A Jonathan Borofsky Rises At 555 Mission (And 535 Is On Its Way) [SocketSite]

7 thoughts on “555 Mission: Sequoia’s Penthouse Sublease At 40 Percent Off”
  1. Now you know why your lawyer’s overhead is so high. Nice deal for them, but they have to do a lot of billing to cover the rental methinks.

  2. $4 per square foot per month? Not really that outrageous a price to pay for Class A space (furnished, apparently).
    Do the math on your average 2BR apartment rental in Pac Heights. Its not far off $4 psf/month.

  3. This is a VC and is also an indication of the dearth of new business formation that can be expected in the area for the next 6 years. Some will be supported from Sand Hill Road, but there won’t be much, so a major VC expansion is killed outright.
    How will that effect SF housing values.

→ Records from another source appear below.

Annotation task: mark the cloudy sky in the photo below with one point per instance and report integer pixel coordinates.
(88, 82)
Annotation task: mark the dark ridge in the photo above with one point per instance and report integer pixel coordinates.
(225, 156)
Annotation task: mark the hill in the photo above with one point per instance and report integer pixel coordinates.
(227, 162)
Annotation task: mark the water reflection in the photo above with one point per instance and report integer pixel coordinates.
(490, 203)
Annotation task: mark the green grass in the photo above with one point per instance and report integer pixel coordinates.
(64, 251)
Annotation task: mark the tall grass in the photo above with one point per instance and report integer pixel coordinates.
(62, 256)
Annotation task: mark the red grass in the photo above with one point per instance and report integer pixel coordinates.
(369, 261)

  4. VC is in for a bruising anyway, as their 10-year returns are about to go negative. Given the risk profile of venture capital and long redemption times for their funds (5-7 years minimum), combined with negative returns (once you exclude 1999, they are at about -6% over the past 10 years), the entire asset class looks much less attractive to investors.
    Sequoia, however, will be fine. They are as blue-chip as blue chip can be. Just like Lehman Bros.
    The city of San Francisco can’t really support the kind of industrial businesses (e.g. green tech, biotech, etc.) that VCs are investing in now anyway. Not surprised the pulled the plug on this foray north of Sand Hill Rd.
    I have no idea if a VC retrenchment will impact housing prices. Perhaps at the high end, likely not at all in the middle and lower tiers.

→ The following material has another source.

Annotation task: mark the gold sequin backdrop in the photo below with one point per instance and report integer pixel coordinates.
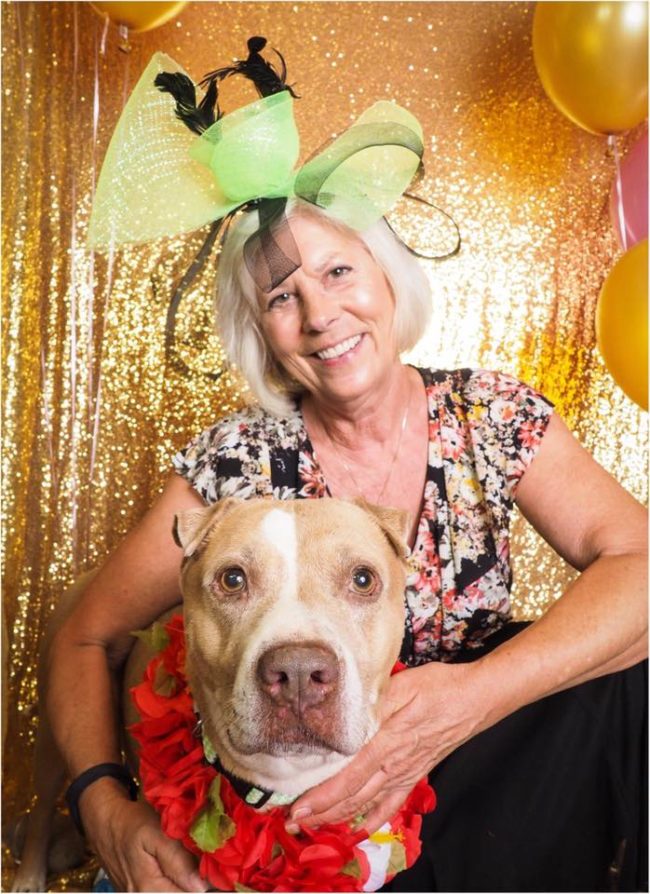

  5. Someone I know at a biotech VC firm described the current situation as this. Large stakeholders (pensions funds, etc.) allocate a certain percentage of their holdings to VC funds. When the stock market crashed, the value of their total portfolio declined and they became “overweight” in VC funds. Therefore, no new investments in VC funds for the foreseeable future.
    Complaining that an internal presentation by Sequoia about tough economic times to come — headlined “R.I.P. Good Times” was leaked to the press, sending a shock wave through Silicon Valley’s entrepreneurial set, Valentine said, “We thought it was all in the family.
    All in the family? If Sequoia is a family, it is surely the Borgias.

  6. Very few VCs make Sequoia money. I doubt that VCs would have a material impact on real estate, even at the high-end.

  7. Sequoia Capital intended to use this space for creating a new public securities investment fund, not for making SF-based VC investments. The fate of Sequoia and this office has nothing to do with VC, start-ups in SF or Sequoia’s venture capital business.